The gap filling is based on the correlation and linear regression between each two gauging stations, correlation table, correlation Order and Linear Coefficients are also printed when doing the calculation. Details can be found in ?fillGap
.
df_filled <- fillGap(df)
##
## Correlation Coefficient
## AAA BBB CCC
## AAA 1.000000000 -0.07445112 0.008566204
## BBB -0.074451120 1.00000000 0.039809765
## CCC 0.008566204 0.03980976 1.000000000
##
## Correlation Order
## 1 2
## AAA "CCC" "BBB"
## BBB "CCC" "AAA"
## CCC "BBB" "AAA"
##
## Linear Coefficients
## 1 2
## AAA 0.3308048 0.12015931
## BBB 0.3756172 0.11752878
## CCC 0.1094488 0.09047318
head(df_filled)
## Date AAA BBB CCC
## 1 1993-03-28 0.238 0.00 0.72
## 2 1993-03-29 0.516 1.26 1.56
## 3 1993-03-30 6.887 0.00 20.82
## 4 1993-03-31 6.252 0.00 18.90
## 5 1993-04-01 3.156 0.00 9.54
## 6 1993-04-02 0.000 0.00 0.00
Default correlation period is “daily”, while sometimes the daily rainfall correlation of precipitation is not so strong, we can also select the correlation period.
df_filled <- fillGap(df, corPeriod = 'monthly')
##
## Correlation Coefficient
## AAA BBB CCC
## AAA 1.00000000 -0.02020277 0.4980004
## BBB -0.02020277 1.00000000 0.2513406
## CCC 0.49800040 0.25134059 1.0000000
##
## Correlation Order
## 1 2
## AAA "CCC" "BBB"
## BBB "CCC" "AAA"
## CCC "AAA" "BBB"
##
## Linear Coefficients
## 1 2
## AAA 0.33080477 0.1201593
## BBB 0.37561723 0.1175288
## CCC 0.09047318 0.1094488
head(df_filled)
## Date AAA BBB CCC
## 1 1993-03-28 0.238 0.00 0.72
## 2 1993-03-29 0.516 1.26 1.56
## 3 1993-03-30 6.887 0.00 20.82
## 4 1993-03-31 6.252 0.00 18.90
## 5 1993-04-01 3.156 0.00 9.54
## 6 1993-04-02 0.000 0.00 0.00
df_filled <- fillGap(df, corPeriod = 'yearly')
##
## Correlation Coefficient
## AAA BBB CCC
## AAA 1.00000000 0.1894243 0.02040045
## BBB 0.18942426 1.0000000 0.97659734
## CCC 0.02040045 0.9765973 1.00000000
##
## Correlation Order
## 1 2
## AAA "BBB" "CCC"
## BBB "CCC" "AAA"
## CCC "BBB" "AAA"
##
## Linear Coefficients
## 1 2
## AAA 0.1201593 0.33080477
## BBB 0.3756172 0.11752878
## CCC 0.1094488 0.09047318
head(df_filled)
## Date AAA BBB CCC
## 1 1993-03-28 0.000 0.00 0.72
## 2 1993-03-29 0.151 1.26 1.56
## 3 1993-03-30 0.000 0.00 20.82
## 4 1993-03-31 0.000 0.00 18.90
## 5 1993-04-01 0.000 0.00 9.54
## 6 1993-04-02 0.000 0.00 0.00
The basic forecasts are made from the historical data, to see, how the historical data act in the same situation.
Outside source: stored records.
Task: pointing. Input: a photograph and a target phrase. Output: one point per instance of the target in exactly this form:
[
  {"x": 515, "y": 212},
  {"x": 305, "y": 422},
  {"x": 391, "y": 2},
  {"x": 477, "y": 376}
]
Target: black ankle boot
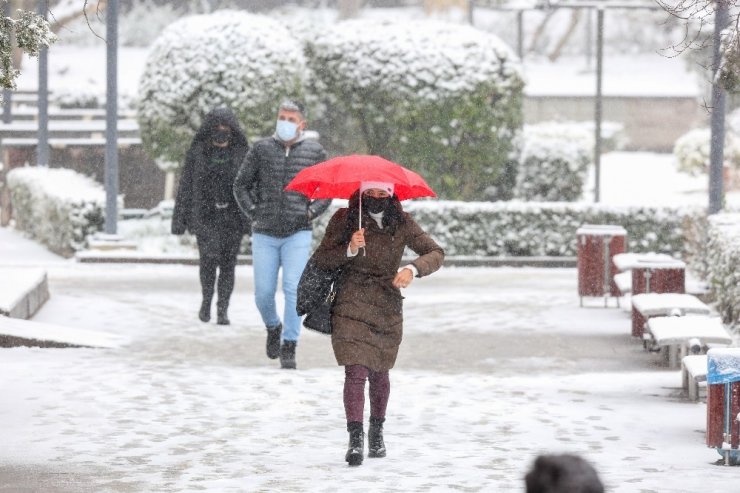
[
  {"x": 375, "y": 443},
  {"x": 205, "y": 311},
  {"x": 287, "y": 355},
  {"x": 222, "y": 317},
  {"x": 356, "y": 446},
  {"x": 273, "y": 341}
]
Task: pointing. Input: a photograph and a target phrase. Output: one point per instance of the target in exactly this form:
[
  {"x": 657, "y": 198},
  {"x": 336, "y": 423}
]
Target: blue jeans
[{"x": 268, "y": 255}]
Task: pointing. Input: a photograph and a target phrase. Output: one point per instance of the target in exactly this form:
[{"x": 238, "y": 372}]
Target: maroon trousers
[{"x": 354, "y": 392}]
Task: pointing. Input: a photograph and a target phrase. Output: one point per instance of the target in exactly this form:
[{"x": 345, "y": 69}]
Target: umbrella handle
[{"x": 364, "y": 252}]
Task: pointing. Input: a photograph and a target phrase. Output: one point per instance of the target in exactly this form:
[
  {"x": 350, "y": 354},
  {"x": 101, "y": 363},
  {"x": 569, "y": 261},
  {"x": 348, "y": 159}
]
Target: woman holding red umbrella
[{"x": 367, "y": 318}]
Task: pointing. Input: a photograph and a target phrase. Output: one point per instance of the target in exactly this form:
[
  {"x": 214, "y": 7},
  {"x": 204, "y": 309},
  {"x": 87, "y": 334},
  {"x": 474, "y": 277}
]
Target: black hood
[{"x": 221, "y": 116}]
Using the same period from the historical data to generate an ensemble forcast.
E.g., we have a period of data from 2000 to 2007, we assume 2004 to be the forecast year. Then, use 2004 as an example, the data in 2000, 2001, 2002, 2003, 2005, 2006, 2007 will be taken to generate an ensemble forecast of 6 members(except 2004).
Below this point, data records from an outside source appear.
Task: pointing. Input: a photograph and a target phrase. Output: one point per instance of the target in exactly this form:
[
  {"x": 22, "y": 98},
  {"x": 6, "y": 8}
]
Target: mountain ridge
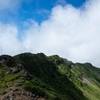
[{"x": 49, "y": 77}]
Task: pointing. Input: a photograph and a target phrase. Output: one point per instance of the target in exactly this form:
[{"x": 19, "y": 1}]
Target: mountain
[{"x": 30, "y": 76}]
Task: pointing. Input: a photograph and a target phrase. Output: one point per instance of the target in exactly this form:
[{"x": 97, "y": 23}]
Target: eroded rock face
[
  {"x": 15, "y": 69},
  {"x": 17, "y": 93},
  {"x": 27, "y": 75}
]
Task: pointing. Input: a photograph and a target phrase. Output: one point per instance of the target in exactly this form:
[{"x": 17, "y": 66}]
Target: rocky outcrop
[{"x": 17, "y": 93}]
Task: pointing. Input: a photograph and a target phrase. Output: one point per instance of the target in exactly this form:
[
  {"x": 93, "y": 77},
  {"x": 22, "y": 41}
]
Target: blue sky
[
  {"x": 37, "y": 10},
  {"x": 69, "y": 28}
]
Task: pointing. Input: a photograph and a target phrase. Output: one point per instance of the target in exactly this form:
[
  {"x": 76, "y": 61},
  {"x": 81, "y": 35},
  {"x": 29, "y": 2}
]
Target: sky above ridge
[{"x": 69, "y": 28}]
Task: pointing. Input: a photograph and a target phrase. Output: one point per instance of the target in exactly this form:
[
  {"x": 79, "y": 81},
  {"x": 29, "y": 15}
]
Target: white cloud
[
  {"x": 9, "y": 4},
  {"x": 73, "y": 33},
  {"x": 9, "y": 43}
]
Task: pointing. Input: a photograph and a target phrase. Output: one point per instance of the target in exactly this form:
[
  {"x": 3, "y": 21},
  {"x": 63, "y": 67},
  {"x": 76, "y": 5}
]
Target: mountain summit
[{"x": 30, "y": 76}]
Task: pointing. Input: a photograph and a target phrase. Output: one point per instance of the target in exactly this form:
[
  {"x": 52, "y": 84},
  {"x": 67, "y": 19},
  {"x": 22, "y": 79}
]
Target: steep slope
[
  {"x": 85, "y": 77},
  {"x": 50, "y": 78}
]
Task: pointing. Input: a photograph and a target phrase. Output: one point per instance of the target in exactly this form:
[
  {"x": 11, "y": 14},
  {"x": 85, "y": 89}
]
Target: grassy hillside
[{"x": 53, "y": 77}]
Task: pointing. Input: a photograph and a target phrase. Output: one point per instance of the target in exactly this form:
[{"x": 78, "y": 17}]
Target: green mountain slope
[{"x": 52, "y": 78}]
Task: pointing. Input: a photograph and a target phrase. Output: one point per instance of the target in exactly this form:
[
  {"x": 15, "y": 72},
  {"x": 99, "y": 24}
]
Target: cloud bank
[{"x": 73, "y": 33}]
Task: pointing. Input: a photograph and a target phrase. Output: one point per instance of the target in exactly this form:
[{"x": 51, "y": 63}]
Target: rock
[
  {"x": 9, "y": 72},
  {"x": 15, "y": 70},
  {"x": 21, "y": 80},
  {"x": 27, "y": 75},
  {"x": 6, "y": 98}
]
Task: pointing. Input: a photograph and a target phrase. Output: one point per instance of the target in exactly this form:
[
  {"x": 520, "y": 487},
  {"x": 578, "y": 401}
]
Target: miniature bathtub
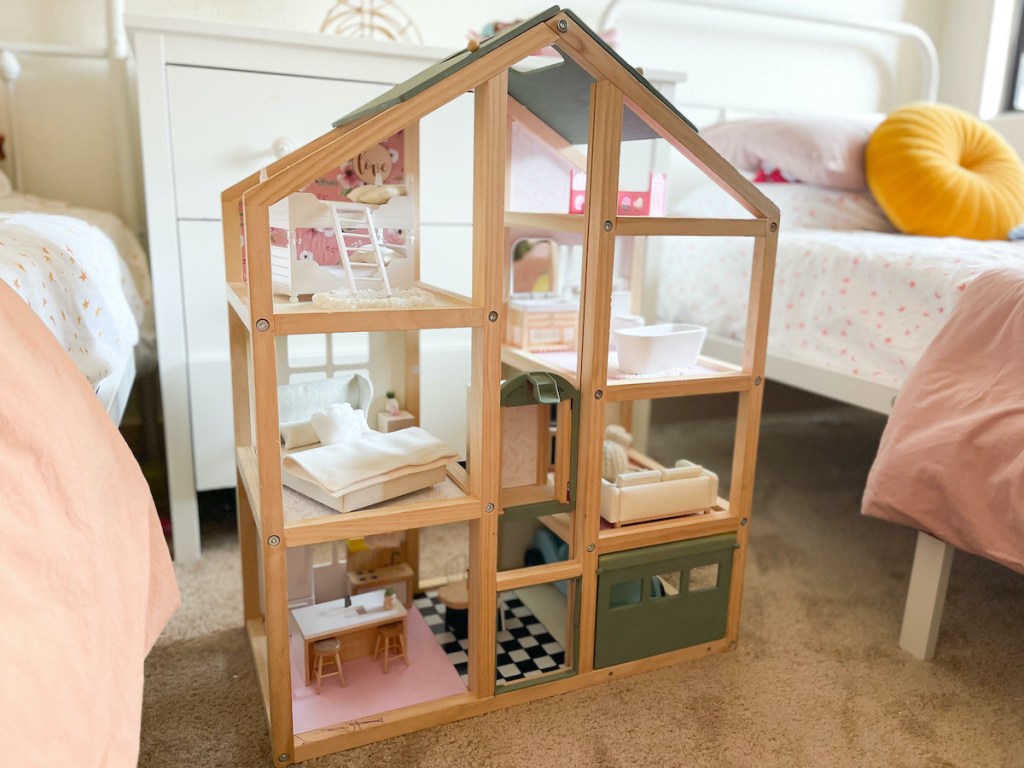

Set example year, e.g., year 1994. mean value of each ensemble will be returned in the second column, while if you don’t want the mean value, you can filter mean value by output[, -2], and you will get purely the output.
data(testdl)
a <- testdl[[1]]
a1 <- getHisEnsem(a, example = c('1994-1-1', '1994-12-31'))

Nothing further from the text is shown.